「…ちょっ!マジ勘弁!」
派手なオレンジ頭――瀬川蓮がわめいている。
…あちゃー、こりゃあ見事に関節決まっちゃってるねぇ。
俺は冷静沈着に傍観。
「…痴話喧嘩じゃねぇよ」
アカツキの目が据わっている。
「分かった!分かったから!」
必死に許しを請うている。
「…俺が言ってた部室の場所が分からへんのやろ?」
「シュンの方向音痴のせいでこんな所に来てしまっただけだ」
…何っ?と思ったが、あながち嘘ではないので否定できない。
「まぁまぁ…。

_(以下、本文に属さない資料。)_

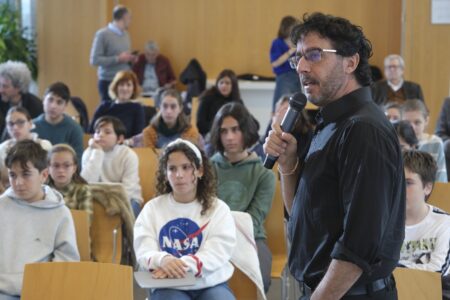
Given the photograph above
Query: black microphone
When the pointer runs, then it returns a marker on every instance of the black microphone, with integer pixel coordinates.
(297, 103)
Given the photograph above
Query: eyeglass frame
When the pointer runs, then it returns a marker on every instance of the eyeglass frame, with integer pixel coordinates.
(295, 60)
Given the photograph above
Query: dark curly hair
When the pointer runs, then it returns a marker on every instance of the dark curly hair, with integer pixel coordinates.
(347, 38)
(247, 125)
(206, 186)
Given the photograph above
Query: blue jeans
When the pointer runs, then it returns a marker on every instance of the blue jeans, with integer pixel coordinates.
(217, 292)
(286, 83)
(103, 86)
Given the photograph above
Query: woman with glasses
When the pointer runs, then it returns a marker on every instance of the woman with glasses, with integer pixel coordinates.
(19, 125)
(65, 178)
(287, 81)
(225, 90)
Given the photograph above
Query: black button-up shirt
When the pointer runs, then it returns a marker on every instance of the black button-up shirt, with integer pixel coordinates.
(350, 201)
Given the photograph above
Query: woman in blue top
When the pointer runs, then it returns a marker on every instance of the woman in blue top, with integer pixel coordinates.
(122, 90)
(287, 80)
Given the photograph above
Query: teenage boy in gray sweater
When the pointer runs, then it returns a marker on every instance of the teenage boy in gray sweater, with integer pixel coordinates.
(36, 224)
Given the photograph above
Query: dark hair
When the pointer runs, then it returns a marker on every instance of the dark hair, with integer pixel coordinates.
(19, 109)
(119, 11)
(60, 89)
(235, 93)
(59, 148)
(206, 186)
(286, 26)
(346, 38)
(117, 124)
(247, 125)
(27, 151)
(182, 120)
(124, 76)
(415, 105)
(421, 163)
(406, 132)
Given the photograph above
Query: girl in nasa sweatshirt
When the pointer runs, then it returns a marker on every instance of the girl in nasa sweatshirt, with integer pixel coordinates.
(186, 228)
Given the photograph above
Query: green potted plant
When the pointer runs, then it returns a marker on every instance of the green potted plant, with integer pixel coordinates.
(13, 43)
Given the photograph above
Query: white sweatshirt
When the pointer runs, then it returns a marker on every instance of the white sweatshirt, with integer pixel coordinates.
(120, 165)
(33, 232)
(426, 244)
(205, 243)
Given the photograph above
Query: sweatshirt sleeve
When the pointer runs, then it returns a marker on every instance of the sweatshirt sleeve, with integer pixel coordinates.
(91, 164)
(262, 200)
(219, 245)
(148, 254)
(130, 177)
(66, 248)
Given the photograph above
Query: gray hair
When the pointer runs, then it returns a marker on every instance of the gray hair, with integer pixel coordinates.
(18, 73)
(151, 46)
(392, 57)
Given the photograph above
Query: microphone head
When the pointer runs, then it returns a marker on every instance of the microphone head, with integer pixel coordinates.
(298, 101)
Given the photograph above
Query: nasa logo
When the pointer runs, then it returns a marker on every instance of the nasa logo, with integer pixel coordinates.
(181, 237)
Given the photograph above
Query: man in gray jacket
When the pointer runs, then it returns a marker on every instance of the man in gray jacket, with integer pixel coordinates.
(111, 50)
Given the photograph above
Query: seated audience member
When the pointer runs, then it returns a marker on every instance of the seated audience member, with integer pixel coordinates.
(395, 88)
(53, 124)
(186, 228)
(443, 129)
(37, 226)
(393, 112)
(243, 182)
(65, 178)
(154, 70)
(15, 78)
(416, 113)
(427, 232)
(170, 123)
(406, 135)
(19, 125)
(107, 160)
(122, 90)
(225, 90)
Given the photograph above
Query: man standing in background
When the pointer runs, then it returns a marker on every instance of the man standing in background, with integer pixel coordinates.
(111, 50)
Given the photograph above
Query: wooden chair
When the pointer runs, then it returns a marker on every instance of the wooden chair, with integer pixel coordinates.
(417, 284)
(440, 196)
(194, 109)
(242, 286)
(106, 235)
(77, 280)
(148, 165)
(81, 222)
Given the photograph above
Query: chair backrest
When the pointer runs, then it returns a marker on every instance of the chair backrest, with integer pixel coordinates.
(77, 280)
(243, 287)
(275, 232)
(440, 196)
(81, 222)
(148, 166)
(417, 284)
(194, 109)
(106, 235)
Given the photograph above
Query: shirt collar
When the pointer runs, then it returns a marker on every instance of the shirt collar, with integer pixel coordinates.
(395, 87)
(345, 105)
(113, 27)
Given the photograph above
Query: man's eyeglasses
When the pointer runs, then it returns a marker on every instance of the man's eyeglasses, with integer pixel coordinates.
(19, 123)
(311, 55)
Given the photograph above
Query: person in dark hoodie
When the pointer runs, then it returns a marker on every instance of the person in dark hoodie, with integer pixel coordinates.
(243, 182)
(37, 226)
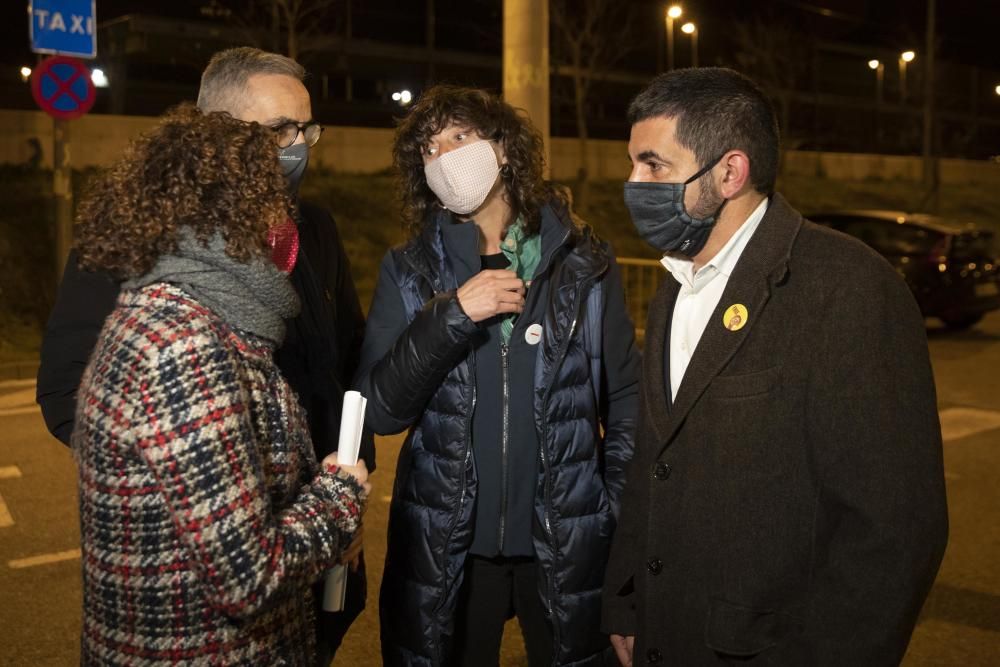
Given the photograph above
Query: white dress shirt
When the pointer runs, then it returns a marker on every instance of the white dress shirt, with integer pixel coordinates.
(700, 293)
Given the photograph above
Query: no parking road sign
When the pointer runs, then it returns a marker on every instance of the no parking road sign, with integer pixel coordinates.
(62, 87)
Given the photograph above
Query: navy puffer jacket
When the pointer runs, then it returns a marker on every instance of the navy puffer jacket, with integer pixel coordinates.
(426, 382)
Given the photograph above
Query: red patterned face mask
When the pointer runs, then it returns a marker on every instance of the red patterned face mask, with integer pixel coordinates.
(284, 242)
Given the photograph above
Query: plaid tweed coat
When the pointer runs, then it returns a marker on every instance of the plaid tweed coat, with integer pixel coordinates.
(203, 519)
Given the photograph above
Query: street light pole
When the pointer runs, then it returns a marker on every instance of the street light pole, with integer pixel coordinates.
(673, 12)
(904, 58)
(931, 176)
(692, 30)
(879, 68)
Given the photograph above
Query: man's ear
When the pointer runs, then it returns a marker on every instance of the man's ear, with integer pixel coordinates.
(737, 173)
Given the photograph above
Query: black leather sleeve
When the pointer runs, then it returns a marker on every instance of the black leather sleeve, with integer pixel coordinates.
(403, 364)
(83, 302)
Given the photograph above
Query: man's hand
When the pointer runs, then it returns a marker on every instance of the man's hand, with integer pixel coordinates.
(352, 555)
(490, 293)
(623, 648)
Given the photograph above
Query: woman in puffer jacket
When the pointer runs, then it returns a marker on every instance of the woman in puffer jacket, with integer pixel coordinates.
(498, 336)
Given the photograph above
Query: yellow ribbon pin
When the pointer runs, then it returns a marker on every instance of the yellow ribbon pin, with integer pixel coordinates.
(735, 317)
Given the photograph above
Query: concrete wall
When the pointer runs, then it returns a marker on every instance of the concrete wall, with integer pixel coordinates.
(99, 139)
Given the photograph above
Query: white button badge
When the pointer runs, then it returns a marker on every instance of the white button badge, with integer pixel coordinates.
(533, 334)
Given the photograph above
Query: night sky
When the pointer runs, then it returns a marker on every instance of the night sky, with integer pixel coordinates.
(967, 29)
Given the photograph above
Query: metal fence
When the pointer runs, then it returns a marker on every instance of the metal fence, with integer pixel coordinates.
(640, 278)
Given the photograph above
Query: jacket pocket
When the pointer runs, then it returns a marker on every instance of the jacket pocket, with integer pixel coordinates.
(735, 630)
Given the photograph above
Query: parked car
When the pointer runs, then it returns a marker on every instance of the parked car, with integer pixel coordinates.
(951, 269)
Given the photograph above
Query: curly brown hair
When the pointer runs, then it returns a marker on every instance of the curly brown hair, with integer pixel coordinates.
(208, 172)
(491, 118)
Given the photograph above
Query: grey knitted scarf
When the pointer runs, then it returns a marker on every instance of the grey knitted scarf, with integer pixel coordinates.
(254, 297)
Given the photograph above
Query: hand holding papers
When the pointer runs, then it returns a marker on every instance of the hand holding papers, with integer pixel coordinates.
(352, 422)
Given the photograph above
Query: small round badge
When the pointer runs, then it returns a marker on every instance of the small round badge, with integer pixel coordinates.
(533, 335)
(735, 317)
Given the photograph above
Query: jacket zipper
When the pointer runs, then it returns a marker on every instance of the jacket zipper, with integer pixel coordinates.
(504, 438)
(564, 348)
(465, 463)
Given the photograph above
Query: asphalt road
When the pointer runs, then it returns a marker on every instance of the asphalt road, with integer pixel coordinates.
(40, 601)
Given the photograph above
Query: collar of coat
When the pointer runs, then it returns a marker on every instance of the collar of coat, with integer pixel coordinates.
(585, 255)
(763, 265)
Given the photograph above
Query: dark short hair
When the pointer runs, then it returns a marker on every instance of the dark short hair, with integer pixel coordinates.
(491, 118)
(205, 172)
(717, 110)
(224, 81)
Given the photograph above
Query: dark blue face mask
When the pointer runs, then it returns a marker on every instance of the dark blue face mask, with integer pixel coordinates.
(662, 220)
(294, 160)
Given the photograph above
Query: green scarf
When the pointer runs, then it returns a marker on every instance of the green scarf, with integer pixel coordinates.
(523, 252)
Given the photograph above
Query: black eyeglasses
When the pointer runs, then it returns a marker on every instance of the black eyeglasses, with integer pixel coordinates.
(288, 133)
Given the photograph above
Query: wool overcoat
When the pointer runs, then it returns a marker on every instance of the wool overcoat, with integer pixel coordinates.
(788, 507)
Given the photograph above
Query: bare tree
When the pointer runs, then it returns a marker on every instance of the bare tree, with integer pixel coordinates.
(293, 27)
(776, 57)
(589, 37)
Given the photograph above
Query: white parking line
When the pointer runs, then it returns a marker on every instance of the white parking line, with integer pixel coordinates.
(957, 423)
(43, 559)
(13, 412)
(7, 472)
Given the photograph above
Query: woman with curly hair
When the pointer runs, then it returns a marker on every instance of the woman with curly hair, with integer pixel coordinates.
(498, 336)
(204, 514)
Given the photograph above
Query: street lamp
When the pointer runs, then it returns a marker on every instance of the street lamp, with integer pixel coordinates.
(904, 57)
(691, 29)
(673, 12)
(879, 69)
(99, 78)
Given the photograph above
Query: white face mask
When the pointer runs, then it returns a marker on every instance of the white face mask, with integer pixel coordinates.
(462, 178)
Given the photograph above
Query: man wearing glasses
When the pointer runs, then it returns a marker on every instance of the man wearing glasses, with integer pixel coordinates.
(322, 344)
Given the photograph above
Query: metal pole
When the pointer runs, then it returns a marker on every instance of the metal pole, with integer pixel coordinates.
(62, 191)
(930, 164)
(879, 84)
(526, 62)
(902, 80)
(670, 43)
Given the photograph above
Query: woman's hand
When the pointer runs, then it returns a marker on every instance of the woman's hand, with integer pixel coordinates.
(490, 293)
(359, 472)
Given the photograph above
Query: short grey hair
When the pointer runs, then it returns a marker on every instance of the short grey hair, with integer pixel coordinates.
(224, 81)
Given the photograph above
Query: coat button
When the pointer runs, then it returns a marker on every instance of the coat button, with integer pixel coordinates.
(661, 471)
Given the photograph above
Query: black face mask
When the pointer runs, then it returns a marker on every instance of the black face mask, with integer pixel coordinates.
(662, 220)
(294, 161)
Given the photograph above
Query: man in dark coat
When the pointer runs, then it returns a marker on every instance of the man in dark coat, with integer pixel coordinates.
(786, 503)
(322, 345)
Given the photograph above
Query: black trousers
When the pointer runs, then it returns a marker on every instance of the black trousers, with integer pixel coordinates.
(332, 626)
(494, 590)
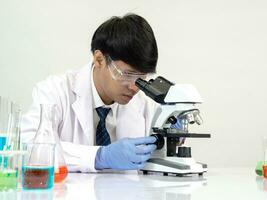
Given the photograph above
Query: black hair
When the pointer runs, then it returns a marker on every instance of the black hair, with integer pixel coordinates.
(130, 39)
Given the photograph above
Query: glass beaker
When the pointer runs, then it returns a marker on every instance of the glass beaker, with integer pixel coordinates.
(9, 169)
(47, 133)
(38, 166)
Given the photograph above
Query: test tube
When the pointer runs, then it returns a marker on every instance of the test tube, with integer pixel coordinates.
(264, 166)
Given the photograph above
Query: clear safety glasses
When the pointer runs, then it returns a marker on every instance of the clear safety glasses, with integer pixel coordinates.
(123, 77)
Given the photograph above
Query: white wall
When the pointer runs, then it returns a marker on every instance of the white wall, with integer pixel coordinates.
(220, 46)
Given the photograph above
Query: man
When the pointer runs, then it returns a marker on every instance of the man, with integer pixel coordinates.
(101, 117)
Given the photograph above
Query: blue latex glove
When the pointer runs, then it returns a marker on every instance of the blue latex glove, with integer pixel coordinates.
(178, 126)
(125, 154)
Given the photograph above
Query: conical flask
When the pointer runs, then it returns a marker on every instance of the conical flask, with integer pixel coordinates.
(47, 133)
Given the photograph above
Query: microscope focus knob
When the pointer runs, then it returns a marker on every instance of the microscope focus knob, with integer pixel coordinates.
(160, 140)
(184, 152)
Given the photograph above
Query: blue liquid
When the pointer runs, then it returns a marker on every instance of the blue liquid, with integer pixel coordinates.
(37, 177)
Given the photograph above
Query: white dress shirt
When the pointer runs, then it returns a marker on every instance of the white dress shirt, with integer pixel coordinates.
(111, 117)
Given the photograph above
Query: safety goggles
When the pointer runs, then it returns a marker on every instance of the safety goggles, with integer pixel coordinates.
(123, 77)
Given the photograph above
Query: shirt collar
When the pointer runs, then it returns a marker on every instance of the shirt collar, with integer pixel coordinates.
(97, 101)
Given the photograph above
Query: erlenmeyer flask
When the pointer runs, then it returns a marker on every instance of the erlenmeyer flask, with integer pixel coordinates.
(47, 133)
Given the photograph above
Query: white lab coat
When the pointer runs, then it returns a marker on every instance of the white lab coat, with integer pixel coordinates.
(72, 94)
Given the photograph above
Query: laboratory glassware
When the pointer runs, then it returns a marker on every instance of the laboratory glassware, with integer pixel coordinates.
(38, 166)
(47, 133)
(10, 166)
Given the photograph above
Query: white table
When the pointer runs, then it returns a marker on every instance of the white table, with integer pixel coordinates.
(226, 184)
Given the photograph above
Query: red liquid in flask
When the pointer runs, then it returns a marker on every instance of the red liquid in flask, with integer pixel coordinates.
(60, 174)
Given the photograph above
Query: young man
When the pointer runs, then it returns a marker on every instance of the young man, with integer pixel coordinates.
(101, 117)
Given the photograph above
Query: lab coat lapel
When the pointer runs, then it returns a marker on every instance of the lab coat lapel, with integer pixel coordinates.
(82, 107)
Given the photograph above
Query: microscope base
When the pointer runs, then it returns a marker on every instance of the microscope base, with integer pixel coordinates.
(169, 166)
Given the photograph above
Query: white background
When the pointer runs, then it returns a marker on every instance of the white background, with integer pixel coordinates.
(219, 46)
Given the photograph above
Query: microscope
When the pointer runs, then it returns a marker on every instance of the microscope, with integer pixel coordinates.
(177, 104)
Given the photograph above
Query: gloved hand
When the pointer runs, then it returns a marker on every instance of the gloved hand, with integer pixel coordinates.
(125, 154)
(178, 126)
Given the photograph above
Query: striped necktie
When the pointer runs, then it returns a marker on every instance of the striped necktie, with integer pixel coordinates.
(102, 136)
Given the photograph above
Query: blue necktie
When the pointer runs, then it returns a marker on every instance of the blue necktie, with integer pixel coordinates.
(102, 136)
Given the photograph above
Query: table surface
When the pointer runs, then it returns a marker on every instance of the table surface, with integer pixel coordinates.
(225, 183)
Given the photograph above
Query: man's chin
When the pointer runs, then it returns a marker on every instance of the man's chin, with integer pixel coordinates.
(124, 100)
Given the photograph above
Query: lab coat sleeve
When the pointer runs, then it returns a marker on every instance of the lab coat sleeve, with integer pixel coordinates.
(78, 157)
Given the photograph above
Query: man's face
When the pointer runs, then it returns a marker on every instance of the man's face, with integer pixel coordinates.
(111, 88)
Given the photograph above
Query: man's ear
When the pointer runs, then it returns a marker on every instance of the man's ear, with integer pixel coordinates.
(99, 59)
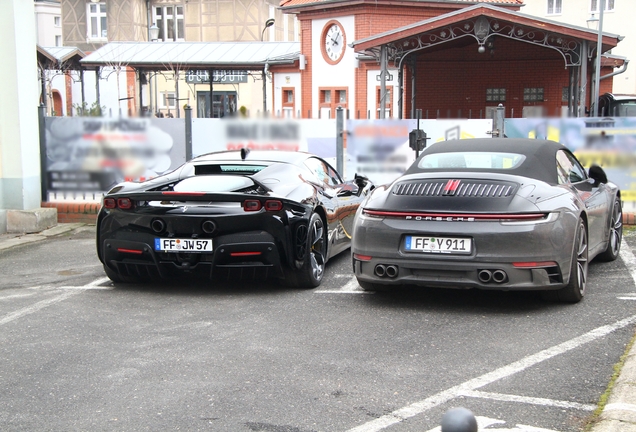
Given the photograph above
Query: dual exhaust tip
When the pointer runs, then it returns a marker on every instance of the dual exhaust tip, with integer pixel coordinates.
(383, 270)
(159, 226)
(487, 276)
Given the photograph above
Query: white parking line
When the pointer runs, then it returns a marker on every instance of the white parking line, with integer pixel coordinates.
(529, 400)
(48, 302)
(420, 407)
(350, 287)
(17, 296)
(628, 258)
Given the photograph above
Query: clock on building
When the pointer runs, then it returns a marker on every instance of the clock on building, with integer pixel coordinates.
(333, 42)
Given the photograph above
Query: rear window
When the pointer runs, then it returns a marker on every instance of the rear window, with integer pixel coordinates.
(213, 184)
(471, 160)
(228, 168)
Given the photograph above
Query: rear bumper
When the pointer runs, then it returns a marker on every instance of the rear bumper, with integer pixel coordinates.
(246, 255)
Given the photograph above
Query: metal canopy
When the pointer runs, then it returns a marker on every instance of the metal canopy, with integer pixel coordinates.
(193, 55)
(60, 57)
(480, 22)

俺が案内するで。あの辺、磁場が狂ってるから分かりにくいねん」
瀬川が宥めるように口を出す。
しかし磁場って何だ?この学校に異次元空間なんて存在したか。
「…あぁん?何言ってやがる?」
眉間に皺を寄せるアカツキ。
捻り上げる力にさらに力がこもったようで、瀬川は再び悲鳴を上げた。
「折れる!折れる!今何かミシッって言ったし!」
それはそれはご愁傷様で。同情はしないけどな。
だが、その悲鳴の合間を縫って奴はこう言った。
「…でも例の話、聞きにきたんやろ?」
その言葉にアカツキがピクリと反応し、動きを止める。
「…ちっ」
舌打ちとともに、腕を捻り上げていた手を乱暴に離した。
「…………ほんま手加減せぇへんなぁ」
魔の手から解放され、奴は痛そうに肘を擦っていた。
しかしすぐに立ち直り、くるりと踵を返しながら、こちらを見た。
「…ついておいでや」
隣のアカツキの苛立ちを肌にびんびん感じつつ、しかし大人しくそれに付き従った。